Der unabhängige Verwaltungssenat ist im Rahmen seiner ihm gemäß § 66 Abs.4 iVm § 24 VStG zustehenden Befugnisse, berechtigt, einen fehlerhaften Schuldspruchbewahrung der Identität der Tat zu ergänzen, sofern eine taugliche und rechtzeitige Verfolgungshandlung vorliegt. Bei der Prüfung der Aktenlage ergab sich jedoch, daß während der Verfolgungsverjährungsfrist eine taugliche Verfolgungshandlung nicht ergangen ist. Die Verfolgungsverjährungsfrist begann mit dem Einlangen von der Benachrichtigung von der Beendigung des Strafverfahrens durch das Bezirksgericht Linz. Diese Nachricht ist am 10.8.1993 bei der BPD Linz eingelangt; die Verfolgungsverjährungsfrist endete somit am 10.2.1994. Die Strafverfügung vom 22.9.1993 ist als Verfolgungshandlung nicht tauglich, da sich diese ebenfalls bei der Tatumschreibung auf die verba legalia beschränkt. Als weitere Verfolgungshandlungen gelten die Zeugeneinvernahmen vom 17.12.1993 samt Ladungen und die Niederschrift über die Vernehmung des Beschuldigten vom 20.1.1994. Da bei diesen Einvernahmen sämtliche wesentliche Tatbestandsmerkmale erörtert worden wären, geht aus dem Akt nicht hervor. Als taugliche Verfolgungshandlung wäre grundsätzlich die Akteneinsichtnahme durch den Rechtsvertreter des Beschuldigten vom 13.1.1994 zu werten, zumal davon ausgegangen werden kann, daß bei dieser Akteneinsichtnahme dem Rechtsvertreter sämtliche relevanten Tatbestandsmerkmale zur Kenntnis gebracht wurden. Im konkreten Fall ist jedoch diese Akteneinsichtnahme ebenfalls nicht als taugliche Verfolgungsverjährung zu werten, zumal aus einem weiteren Aktenvermerk des erstinstanzlichen Sachbearbeiters, Herrn Mag. H, vom 20.1.1994, hervorgeht, daß der Beschuldigte erklärt habe, anwaltlich nicht vertreten zu sein. Das angefochtene Straferkenntnis ist bereits außerhalb der Verfolgungsverjährungsfrist ergangen. Es ist daher dem O.ö.
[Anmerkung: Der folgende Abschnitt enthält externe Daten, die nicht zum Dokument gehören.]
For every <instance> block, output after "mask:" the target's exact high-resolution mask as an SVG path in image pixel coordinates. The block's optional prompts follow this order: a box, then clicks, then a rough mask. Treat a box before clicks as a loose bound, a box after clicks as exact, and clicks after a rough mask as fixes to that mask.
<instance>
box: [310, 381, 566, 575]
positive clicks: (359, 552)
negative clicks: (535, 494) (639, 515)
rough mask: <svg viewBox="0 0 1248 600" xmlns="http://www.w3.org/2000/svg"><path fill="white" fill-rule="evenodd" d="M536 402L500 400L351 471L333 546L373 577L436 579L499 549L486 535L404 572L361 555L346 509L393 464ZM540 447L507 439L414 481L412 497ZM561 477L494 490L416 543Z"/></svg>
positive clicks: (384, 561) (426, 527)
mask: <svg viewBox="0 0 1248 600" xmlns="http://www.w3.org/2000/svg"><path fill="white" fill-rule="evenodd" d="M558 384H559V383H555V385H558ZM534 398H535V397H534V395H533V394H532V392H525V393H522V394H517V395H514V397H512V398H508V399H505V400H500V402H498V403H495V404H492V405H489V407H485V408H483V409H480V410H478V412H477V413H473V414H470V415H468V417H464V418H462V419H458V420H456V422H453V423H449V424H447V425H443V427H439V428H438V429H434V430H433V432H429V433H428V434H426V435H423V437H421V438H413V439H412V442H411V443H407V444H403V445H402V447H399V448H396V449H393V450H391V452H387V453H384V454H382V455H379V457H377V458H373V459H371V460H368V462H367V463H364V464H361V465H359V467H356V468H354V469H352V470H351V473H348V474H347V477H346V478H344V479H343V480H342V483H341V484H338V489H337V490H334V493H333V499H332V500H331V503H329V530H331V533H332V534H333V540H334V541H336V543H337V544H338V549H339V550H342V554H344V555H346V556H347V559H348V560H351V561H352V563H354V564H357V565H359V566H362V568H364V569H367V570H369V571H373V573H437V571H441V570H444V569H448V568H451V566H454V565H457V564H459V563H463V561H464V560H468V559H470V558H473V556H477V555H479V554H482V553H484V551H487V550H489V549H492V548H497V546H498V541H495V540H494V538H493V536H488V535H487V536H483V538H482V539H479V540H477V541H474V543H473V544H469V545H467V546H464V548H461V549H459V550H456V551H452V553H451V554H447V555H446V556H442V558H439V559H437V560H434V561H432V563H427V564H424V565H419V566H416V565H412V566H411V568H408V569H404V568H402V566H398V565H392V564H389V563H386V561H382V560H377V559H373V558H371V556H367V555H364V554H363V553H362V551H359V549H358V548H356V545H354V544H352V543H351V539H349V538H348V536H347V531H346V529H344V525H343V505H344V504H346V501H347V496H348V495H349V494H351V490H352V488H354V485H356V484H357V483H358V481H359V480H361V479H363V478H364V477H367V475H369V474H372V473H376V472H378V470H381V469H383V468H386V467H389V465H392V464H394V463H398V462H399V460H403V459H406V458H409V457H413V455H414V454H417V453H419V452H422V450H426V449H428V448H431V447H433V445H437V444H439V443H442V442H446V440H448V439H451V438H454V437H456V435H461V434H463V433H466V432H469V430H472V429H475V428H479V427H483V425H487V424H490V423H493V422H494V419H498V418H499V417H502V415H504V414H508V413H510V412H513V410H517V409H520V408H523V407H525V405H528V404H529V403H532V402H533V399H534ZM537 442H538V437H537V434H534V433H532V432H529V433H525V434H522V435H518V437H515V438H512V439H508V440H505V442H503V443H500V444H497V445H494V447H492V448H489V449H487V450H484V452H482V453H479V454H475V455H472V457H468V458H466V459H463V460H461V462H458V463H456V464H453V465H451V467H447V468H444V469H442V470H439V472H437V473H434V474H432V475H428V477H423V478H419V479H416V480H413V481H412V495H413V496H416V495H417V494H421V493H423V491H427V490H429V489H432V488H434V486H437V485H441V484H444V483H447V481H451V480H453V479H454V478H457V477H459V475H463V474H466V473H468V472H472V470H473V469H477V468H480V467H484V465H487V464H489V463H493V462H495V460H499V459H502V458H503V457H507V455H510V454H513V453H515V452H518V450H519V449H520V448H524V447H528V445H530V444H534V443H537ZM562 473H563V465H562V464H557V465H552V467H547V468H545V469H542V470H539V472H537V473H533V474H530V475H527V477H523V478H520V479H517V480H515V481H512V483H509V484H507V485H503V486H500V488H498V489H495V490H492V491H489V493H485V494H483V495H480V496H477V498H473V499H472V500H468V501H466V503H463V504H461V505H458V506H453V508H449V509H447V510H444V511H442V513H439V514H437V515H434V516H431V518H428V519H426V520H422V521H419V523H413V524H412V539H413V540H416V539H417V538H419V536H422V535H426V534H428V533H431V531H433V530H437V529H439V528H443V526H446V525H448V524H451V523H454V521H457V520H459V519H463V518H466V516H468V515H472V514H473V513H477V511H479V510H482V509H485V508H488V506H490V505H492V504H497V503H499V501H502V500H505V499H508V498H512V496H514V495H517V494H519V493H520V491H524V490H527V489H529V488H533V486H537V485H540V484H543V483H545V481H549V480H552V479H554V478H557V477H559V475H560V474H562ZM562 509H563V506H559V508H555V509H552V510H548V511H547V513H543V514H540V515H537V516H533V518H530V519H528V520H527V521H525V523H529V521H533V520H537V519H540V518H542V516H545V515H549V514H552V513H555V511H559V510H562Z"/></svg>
Verwaltungssenat mangels Setzung einer rechtzeitigen tauglichen Verfolgungshandlung und des dadurch bewirkten Eintrittes der Verfolgungsverjährung verwehrt, eine entsprechende Spruchergänzung vorzunehmen, weshalb spruchgemäß zu entscheiden war.

Ergänzend sei jedoch bemerkt, daß aufgrund der Angaben des Beschuldigten selbst (siehe Niederschrift vom 17.3.1993 der BPD Linz, Verkehrsabteilung, Verkehrsunfallkommando, Nietzschestraße 35, Zl. VU-881-P/93) seine Geschwindigkeit ca. 30 bis 40 km/h und sein Abstand zum letzten Fahrzeug der Kolonne, als diese plötzlich zum Stillstand kam, noch ca. 4 bis 5 m betragen hat. Würde man nun zugunsten des Beschuldigten eine Fahrgeschwindigkeit von 30 km/h und einen Abstand von 5 m zum letzten Fahrzeug annehmen, so könnte von einem dem § 18 Abs.1 StVO 1960 entsprechenden Sicherheitsabstand nicht gesprochen werden, zumal als Sicherheitsabstand mindestens der Reaktionsweg einzuhalten ist, der in Metern 3/10 der Höhe der eingehaltenen Geschwindigkeit in km/h beträgt (vgl VwGH 21.9.1984, 84/02/0198). Der einzuhaltende Sicherheitsabstand hätte somit mindestens 9 m betragen müssen. Nicht Voraussetzung für eine Strafbarkeit nach § 18 Abs.1 StVO 1960 ist der Eintritt eines Verkehrsunfalles (vgl. VwGH 1. Juli 1987, 87/03/0012).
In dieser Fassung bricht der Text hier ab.